“Astaga... Nyaaakkk...” Ben merasa sekujur tubuhnya basah kuyup dan bau pesing yang ampun ampunan, karena semur jengkol plus sambel terasi lah, yang tadi malam jadi makanan terakhir yang masuk perutnya...
Buru buru Ben masuk ke kamar mandi. Sambil menggosok daki dipunggungnya, Ben pelan pelan beruasaha mengingat kembali mimpinya...
Ada yang aneh dengan kejadian semalam, bukan cuma dengan Cinta sang Putri Jempol yang sexy bikin ngompol aja, tapi mengenai pertemuan dengan Mahaguru Jati yang terasa begitu nyata telah memberi petunjuk tentang Setan Jempol.
Setelah dipikir ulang, Ben yakin telah bermimpi bertemu dengan Sang Mahaguru Jati. Tapi mengingat kembali mimpi itu, justru tidak membuatnya menjadi tenang, Ben malah jadi bingung karena harus memecahkan sebuah misteri, yaitu mencari Putri Jempol guna menghancurkan Setan Jempol.
Walaupun, sebagai murid dari Ki Pleyun, Ben bisa disebut sebagai pendekar pembela kebetulan, namun demi mencari kebenaran se JATI bukan se Elde, se Gatot, se Desol, se Peb atau se se yang lainnya, yang ujungnya makin bingung aja, Ben sungguh tidak tahu harus mulai dari mana dan apa yang pertama harus dilakukan. Oleh sebab itu Ben memutuskan untuk pergi dari kampungnya, Kempesianu.
Pagi itu juga, sehabis mandi tujuh kali, tujuh sumur, berikut kembang tujuh rupa, biar tidak ada lagi bau sangit jengkol yang masih menempel dan sarapan nasi uduk mpok Darsem, Ben bersiap siap pergi untuk memecahkan misteri Putri Jempol.

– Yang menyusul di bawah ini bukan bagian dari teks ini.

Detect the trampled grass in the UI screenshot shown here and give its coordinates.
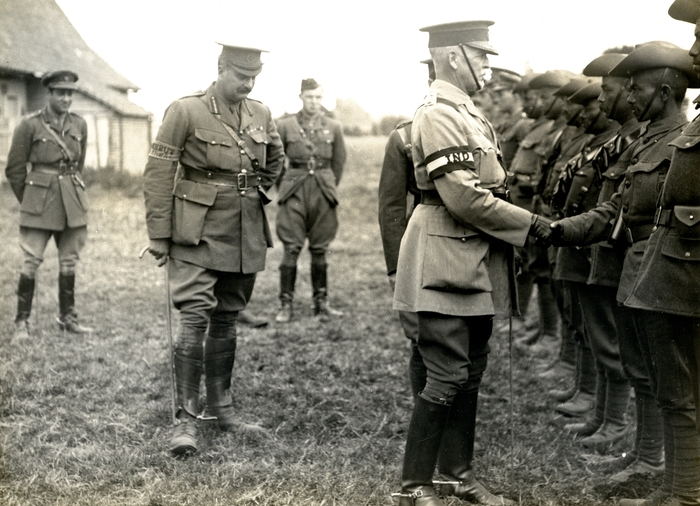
[0,138,658,506]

Pamitan sama Emak yang kaget alang kepalang ketika melihat keteguhan hati Ben untuk melaksanakan tugas dari Mahaguru Jati. Dengan berat hati dan menitikkan airmata, Emak mengijinkan Ben untuk pergi. Tak lupa Emak memberi bekal Semur Jengkol plus sambel terasi, sisa masakan semalam. Semoga bekal makanan kesukaan bisa sedikit menghibur barang sehari dua hari...

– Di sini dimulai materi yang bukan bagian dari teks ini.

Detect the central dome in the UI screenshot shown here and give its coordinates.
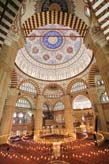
[42,31,63,50]
[15,24,93,81]
[26,24,82,65]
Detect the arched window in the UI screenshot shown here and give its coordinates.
[20,82,37,95]
[54,102,64,111]
[72,95,91,109]
[42,104,49,112]
[71,82,87,93]
[100,92,109,103]
[16,98,31,108]
[84,6,91,17]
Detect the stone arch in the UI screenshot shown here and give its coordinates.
[42,83,65,95]
[72,93,92,108]
[18,79,41,95]
[16,94,36,109]
[53,100,65,109]
[22,10,88,37]
[66,78,88,94]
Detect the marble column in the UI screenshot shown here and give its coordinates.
[63,95,74,136]
[34,95,44,141]
[84,34,109,96]
[88,87,107,131]
[0,88,18,144]
[0,36,24,122]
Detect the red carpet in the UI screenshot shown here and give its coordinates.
[0,140,109,164]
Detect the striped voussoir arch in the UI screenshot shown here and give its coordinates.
[22,11,88,37]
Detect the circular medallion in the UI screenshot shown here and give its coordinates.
[42,31,63,50]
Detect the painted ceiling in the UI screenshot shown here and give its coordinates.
[15,24,93,81]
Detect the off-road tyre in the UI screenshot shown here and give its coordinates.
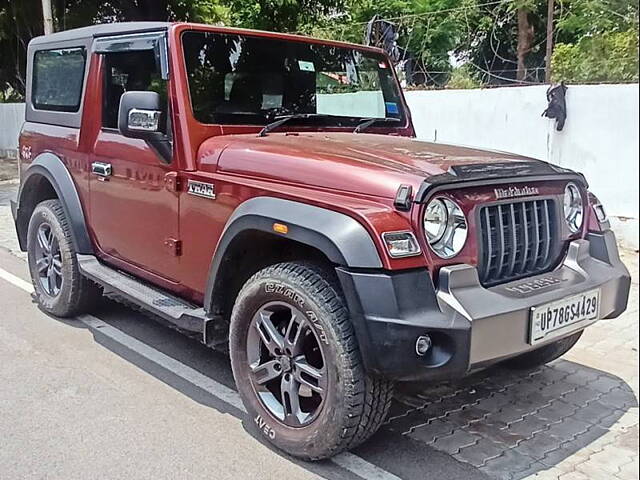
[229,263,393,460]
[503,330,583,370]
[27,199,101,317]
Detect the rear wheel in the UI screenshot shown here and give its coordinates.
[504,330,583,370]
[229,263,393,460]
[27,200,101,317]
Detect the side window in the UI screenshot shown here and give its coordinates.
[102,50,167,128]
[31,48,86,112]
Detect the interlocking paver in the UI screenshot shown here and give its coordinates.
[433,430,480,455]
[455,438,505,467]
[482,449,536,480]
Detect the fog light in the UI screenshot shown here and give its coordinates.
[416,335,432,357]
[382,232,420,258]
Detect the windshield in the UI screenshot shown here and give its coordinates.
[182,32,404,126]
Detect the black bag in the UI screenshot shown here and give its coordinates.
[542,83,567,131]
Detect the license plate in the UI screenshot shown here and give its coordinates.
[529,290,600,345]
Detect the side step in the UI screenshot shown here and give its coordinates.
[78,255,221,347]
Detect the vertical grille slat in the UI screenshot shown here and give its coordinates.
[478,199,560,285]
[508,203,518,277]
[496,205,504,275]
[519,202,529,272]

Ibarat kata, apa mau dikata, daripada daripada, mendingan mendingan (ngomong apa sih...)
Ben pergi hanya mengikuti arah angin bertiup dan terus melangkah menjauh dari kampung tercintanya, Kempesianu.

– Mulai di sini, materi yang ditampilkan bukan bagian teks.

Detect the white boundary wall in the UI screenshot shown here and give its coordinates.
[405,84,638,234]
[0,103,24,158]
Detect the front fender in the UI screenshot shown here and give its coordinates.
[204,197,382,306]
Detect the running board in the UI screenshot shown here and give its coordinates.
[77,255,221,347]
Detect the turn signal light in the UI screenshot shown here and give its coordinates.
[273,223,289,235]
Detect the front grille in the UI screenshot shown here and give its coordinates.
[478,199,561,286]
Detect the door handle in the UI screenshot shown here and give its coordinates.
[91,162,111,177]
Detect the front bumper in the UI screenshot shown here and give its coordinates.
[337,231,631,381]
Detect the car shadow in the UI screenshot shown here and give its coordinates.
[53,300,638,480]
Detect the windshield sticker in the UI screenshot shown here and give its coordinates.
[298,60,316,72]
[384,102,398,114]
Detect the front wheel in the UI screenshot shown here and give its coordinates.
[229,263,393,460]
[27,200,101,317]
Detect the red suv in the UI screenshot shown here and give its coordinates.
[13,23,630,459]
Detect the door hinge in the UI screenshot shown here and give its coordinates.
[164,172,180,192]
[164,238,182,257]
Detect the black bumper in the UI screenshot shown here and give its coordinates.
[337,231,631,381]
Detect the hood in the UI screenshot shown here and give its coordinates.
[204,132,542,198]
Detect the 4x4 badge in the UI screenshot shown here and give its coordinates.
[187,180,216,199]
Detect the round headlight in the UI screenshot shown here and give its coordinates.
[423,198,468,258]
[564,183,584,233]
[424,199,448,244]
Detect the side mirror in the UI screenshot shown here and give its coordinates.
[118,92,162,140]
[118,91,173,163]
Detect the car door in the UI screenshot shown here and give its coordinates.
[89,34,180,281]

Jika angin bertiup dari kiri, Ben melangkah ke kiri, begitu angin bertiup dari belakang, Ben berjalan mundur, dan ketika angin berubah dari atas ke bawah, Ben bukan lagi berjalan, tapi melompat lompat seperti kodok Bangkong.
Hanya, jika angin bertiup dari bawah keatas, Ben menutup hidung, karena ga kuat juga nyium bau gas bekas makanan Emak, yang udah kadaluarsa dalam ususnya.